Mathew W. Swinney, Douglas E. Peplow, Bruce W. Patton, Andrew D. Nicholson, Daniel E. Archer, Michael J. Willis
Nuclear Technology | Volume 203 | Number 3 | September 2018 | Pages 325-335
Technical Paper | doi.org/10.1080/00295450.2018.1458558
Articles are hosted by Taylor and Francis Online.
The detection of radioactive sources in an urban setting is greatly complicated by natural background radiation, which emanates from various materials including roadways, sidewalks, soil, and building exteriors. The method presented and demonstrated here represents an effort to characterize the concentration of naturally occurring radioactive material (NORM) in these types of materials.
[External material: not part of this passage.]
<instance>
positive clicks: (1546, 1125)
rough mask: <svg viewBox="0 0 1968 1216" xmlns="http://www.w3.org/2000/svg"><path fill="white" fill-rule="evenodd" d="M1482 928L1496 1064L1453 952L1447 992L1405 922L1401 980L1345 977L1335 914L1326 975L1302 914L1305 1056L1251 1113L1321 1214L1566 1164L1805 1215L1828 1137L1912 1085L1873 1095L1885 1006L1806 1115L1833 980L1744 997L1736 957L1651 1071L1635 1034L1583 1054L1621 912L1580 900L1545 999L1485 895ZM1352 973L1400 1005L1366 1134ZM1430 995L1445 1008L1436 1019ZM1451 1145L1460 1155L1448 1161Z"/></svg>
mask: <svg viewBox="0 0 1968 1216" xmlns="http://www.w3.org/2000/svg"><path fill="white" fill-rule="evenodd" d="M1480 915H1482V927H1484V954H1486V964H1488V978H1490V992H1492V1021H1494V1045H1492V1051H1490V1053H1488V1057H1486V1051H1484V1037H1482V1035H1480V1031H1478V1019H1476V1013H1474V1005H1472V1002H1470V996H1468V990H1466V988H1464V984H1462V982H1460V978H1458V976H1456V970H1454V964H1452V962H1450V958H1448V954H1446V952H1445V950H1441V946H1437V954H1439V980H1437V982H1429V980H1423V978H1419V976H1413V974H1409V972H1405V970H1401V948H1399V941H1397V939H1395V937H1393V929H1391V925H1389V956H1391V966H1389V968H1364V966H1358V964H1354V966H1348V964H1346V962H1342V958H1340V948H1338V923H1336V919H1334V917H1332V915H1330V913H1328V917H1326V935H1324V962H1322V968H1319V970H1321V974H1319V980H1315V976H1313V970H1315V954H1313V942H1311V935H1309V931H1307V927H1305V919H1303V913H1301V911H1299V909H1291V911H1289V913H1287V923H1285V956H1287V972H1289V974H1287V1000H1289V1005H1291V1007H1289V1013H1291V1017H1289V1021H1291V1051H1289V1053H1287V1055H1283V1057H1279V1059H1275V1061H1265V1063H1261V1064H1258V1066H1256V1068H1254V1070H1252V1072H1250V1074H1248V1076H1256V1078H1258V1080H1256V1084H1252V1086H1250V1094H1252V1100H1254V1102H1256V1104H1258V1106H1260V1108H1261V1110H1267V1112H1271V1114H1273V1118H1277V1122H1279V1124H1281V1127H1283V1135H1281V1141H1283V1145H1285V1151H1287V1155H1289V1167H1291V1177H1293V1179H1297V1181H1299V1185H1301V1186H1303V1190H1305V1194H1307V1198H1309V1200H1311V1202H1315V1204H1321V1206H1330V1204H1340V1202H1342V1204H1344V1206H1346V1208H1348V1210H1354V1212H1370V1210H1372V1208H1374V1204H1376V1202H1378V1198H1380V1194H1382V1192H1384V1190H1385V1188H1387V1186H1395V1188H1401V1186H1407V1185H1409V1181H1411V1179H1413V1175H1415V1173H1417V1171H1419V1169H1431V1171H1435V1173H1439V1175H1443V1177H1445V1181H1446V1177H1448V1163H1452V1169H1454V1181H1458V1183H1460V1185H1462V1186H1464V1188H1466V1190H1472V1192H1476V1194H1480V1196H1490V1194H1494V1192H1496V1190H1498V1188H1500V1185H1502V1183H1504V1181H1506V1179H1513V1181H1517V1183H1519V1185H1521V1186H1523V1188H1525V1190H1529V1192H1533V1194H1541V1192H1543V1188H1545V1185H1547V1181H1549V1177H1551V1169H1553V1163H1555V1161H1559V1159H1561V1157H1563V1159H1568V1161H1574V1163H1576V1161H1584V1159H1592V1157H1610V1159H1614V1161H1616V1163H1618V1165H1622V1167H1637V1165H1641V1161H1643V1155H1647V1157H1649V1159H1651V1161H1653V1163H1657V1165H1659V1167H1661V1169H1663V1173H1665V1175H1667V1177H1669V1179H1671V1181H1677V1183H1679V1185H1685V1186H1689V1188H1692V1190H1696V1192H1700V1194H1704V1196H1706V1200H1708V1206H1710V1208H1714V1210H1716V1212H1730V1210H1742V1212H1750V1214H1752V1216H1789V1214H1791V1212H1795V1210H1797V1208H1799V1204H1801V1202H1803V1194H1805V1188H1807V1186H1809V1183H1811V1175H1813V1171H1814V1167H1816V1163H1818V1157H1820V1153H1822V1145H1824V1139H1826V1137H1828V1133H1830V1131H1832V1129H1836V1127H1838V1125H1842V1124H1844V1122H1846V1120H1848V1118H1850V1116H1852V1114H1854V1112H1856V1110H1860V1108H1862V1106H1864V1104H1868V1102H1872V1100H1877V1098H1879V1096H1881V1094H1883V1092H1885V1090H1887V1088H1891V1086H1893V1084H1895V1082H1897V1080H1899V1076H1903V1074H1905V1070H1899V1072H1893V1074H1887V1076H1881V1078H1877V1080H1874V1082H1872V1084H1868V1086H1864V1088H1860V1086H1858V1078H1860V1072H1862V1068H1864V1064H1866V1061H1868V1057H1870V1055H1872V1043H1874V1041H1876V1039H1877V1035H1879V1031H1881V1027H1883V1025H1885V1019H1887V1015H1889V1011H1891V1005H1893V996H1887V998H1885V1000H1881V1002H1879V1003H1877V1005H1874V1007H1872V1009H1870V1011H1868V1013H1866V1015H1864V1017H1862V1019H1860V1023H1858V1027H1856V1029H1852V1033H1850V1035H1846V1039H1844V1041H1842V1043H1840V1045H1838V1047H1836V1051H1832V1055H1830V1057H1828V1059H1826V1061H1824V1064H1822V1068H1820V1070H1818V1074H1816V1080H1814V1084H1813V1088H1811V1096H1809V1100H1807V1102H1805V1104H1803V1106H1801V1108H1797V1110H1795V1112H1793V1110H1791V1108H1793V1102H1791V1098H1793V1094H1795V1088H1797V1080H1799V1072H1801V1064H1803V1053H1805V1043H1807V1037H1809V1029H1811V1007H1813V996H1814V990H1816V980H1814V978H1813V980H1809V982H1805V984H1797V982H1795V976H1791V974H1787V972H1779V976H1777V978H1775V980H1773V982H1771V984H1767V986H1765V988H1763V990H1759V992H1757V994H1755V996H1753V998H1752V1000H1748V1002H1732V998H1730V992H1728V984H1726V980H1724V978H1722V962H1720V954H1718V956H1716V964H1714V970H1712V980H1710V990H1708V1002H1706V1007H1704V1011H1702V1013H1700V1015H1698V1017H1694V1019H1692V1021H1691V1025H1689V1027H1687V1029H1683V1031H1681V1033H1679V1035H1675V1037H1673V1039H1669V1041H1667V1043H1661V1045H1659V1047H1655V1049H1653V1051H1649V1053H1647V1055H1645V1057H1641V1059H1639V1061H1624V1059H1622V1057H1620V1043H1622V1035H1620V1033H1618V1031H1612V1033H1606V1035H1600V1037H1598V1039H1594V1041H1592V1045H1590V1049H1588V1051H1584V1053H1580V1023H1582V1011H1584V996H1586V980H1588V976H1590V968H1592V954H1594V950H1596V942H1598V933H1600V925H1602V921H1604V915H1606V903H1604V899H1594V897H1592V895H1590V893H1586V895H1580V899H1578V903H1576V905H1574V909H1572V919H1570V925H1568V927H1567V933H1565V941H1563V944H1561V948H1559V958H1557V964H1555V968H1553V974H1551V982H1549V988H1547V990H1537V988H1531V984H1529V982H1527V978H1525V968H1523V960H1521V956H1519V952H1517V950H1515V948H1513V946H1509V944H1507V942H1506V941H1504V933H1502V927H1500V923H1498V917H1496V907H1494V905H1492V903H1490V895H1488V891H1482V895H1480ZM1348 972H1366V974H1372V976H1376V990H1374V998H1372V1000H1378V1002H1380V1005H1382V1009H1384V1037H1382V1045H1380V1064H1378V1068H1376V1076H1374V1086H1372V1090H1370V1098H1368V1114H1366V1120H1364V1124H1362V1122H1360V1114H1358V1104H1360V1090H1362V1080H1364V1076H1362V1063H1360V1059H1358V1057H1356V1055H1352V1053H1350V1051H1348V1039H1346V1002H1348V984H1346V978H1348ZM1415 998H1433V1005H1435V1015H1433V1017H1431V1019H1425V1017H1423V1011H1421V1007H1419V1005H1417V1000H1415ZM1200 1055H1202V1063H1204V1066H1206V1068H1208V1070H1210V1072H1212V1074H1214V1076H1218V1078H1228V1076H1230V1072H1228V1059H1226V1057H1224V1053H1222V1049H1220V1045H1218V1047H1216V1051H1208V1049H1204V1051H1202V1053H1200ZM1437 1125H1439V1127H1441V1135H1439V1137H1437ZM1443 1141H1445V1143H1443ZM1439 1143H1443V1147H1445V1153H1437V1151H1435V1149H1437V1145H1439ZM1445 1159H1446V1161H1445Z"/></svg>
The location surveyed in this work was the Fort Indiantown Gap Combined Arms Collective Training Facility in Lebanon County, Pennsylvania. Over 70 measurements with a high-purity germanium detector were performed to ascertain the NORM concentrations present in the soil, asphalt, gravel, concrete, and walls found throughout the site. Monte Carlo radiation transport calculations were used to obtain detector responses for these various geometries and materials to convert these measurements into NORM concentration estimates. Finally, synthetic spectra were simulated using the predicted source terms and compared to actual measurements, showing acceptable agreement.